In the 90s I quit the nightlife and worked selling diamonds on Manhattan’s West 47th Street.
The Shabbas Goy, but I was really a sheygutz to the Hassidim.
A shifty gentile.
Bill and I didn’t see each other too much.
He had a wife, a kid, a career on screen and the stage.
Bill had been in twenty-one movies in that decade. VICTORY a tale from Joseph Conrad had been shot in Java. Each year I spent six months in the Orient writing novels. I had hoped to run into Bill out there, but our paths didn’t cross, until we met in Maine.
My family came from outside Portland. Bill had a camp on a lake. We went fishing at night and I realized we had been friends a long time.
In 2000 Bill was nominated for an Oscar a second time. He had nailed the role of Nosferatu in SHADOW OF A VAMPIRE. The stench of the grave wafted through the cinema whenever he was on stage, but he finished out of the running at the Academy Awards ceremony.
I watched the show from Thailand.
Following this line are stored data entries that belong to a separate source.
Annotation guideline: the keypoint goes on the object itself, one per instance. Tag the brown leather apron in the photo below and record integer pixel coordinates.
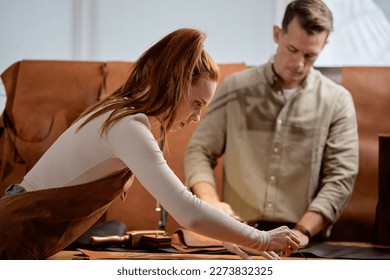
(38, 224)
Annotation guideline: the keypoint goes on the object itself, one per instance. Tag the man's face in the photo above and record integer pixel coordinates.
(296, 53)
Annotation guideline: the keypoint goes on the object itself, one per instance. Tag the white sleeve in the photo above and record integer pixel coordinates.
(132, 141)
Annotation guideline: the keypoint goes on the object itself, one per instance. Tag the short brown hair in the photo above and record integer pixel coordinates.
(313, 16)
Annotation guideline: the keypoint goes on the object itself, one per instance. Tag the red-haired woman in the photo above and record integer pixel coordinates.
(79, 176)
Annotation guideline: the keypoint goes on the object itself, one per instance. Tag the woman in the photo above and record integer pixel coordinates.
(76, 180)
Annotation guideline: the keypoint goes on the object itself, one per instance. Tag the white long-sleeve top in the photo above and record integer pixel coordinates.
(85, 156)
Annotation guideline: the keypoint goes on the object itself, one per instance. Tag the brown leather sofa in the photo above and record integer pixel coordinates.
(44, 97)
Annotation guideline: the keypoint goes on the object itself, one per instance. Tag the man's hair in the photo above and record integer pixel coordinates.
(313, 16)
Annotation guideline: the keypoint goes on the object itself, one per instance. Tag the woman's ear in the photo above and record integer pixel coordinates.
(277, 33)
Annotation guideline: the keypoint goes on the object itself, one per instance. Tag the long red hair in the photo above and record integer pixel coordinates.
(160, 81)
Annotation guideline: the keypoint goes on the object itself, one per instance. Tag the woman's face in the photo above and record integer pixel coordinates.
(200, 96)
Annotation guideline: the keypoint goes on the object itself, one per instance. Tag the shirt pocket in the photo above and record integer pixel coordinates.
(304, 145)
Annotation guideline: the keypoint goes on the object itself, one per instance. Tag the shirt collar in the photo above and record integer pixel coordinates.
(275, 81)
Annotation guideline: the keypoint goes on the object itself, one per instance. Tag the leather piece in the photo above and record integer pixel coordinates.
(370, 89)
(382, 221)
(339, 251)
(188, 241)
(36, 225)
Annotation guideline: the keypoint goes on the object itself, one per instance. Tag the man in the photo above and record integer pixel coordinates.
(288, 135)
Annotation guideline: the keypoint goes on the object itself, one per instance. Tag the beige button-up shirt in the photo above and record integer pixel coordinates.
(282, 157)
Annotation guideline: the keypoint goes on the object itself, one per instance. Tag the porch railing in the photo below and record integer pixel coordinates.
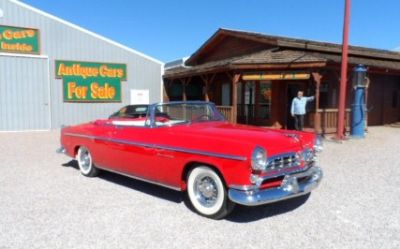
(329, 120)
(227, 112)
My girlfriend Porn had won Worst Girlfriend of the Year in Pattaya and I thought Bill and her looked the same, even if he had been bald in the movie.
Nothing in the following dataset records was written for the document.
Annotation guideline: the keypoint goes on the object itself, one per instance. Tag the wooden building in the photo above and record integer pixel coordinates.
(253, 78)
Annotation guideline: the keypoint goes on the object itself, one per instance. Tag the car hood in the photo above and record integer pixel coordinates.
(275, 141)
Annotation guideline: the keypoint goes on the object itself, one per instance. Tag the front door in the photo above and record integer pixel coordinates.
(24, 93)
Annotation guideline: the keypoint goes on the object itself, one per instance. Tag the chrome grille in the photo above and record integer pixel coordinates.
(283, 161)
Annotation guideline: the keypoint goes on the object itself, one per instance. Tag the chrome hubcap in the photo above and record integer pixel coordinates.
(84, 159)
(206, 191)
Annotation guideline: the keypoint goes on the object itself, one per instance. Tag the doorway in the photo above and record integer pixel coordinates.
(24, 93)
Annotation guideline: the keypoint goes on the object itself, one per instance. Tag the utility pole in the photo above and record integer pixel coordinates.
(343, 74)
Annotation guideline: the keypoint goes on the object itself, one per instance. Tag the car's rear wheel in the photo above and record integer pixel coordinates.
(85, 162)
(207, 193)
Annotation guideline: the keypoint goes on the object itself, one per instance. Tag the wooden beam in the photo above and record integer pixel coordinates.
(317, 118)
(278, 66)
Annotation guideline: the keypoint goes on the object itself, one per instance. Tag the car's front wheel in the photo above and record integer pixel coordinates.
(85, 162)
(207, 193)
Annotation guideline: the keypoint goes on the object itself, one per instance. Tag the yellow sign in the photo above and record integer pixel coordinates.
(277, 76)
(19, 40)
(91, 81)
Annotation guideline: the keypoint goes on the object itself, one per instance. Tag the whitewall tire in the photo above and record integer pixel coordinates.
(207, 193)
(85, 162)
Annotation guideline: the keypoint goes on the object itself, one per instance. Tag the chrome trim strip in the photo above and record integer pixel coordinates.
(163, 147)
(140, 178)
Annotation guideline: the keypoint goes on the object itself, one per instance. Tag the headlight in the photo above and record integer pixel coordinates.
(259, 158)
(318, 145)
Later that year I escaped her vampire hold, but only just.
After 9/11 I left the USA. Thailand became my home. I had a baby with Nu. We lived along the Gulf of Siam and I ran a fake F1 merchandise website, which was # 1 in Google and this was not a good thing.
Bill came out there with his new wife. She was sweet. Bill knew how to make a scary face.
After all he had been a vampire.
I was scary other ways.
Bill never asked how.
Bill made even more films in the 00s. He was called ‘the actors’ actor’. I didn’t see much of his work. Thailand had its own cinema; ghosts, soap operas, and slapstick comedies.
They liked things simple like the laughter scene in SULLIVAN’S TRAVELS.
The Thai cyper-Police arrested me in 2008.
For the crime of copyright infringement.
Ferrari had hoped for me to do time in the monkey house.
The Thai court fined me $100.
In their eyes I was a good farang.
Bill was no criminal.
He spoke with directors, cameramen, soundpeople, and everyone else in that industry and they loved him for being Bill.
That April I flew back to the States.
Bill invited me to a premiere at Lincoln Center.
I slept through the entire film.
It was a good film for me.
I liked sleep almost as much as motorcycles.
Work was getting scarce after the Crash.
Bill was in a bunch of films.
Some of them I liked.
I loved THE HUNTER and said, “It’s the first time I’ve ever seen you in a film.”
“Really?”
“Yes.”
At least he didn’t ask how, but we are old friends.
Never on the screen.
Never on the stage.
Just in real life.
Bill’s a grandfather now.
Seems like only twenty years ago that his son was young in Maine.
And my family is ever bigger, because at the end of the day or night family matters.
It’s the way of the world, both here and everywhere.
One more small thing.
Bill looks good in a cowboy hat.
But so does everyone else.
Especially when you have friends in the movies.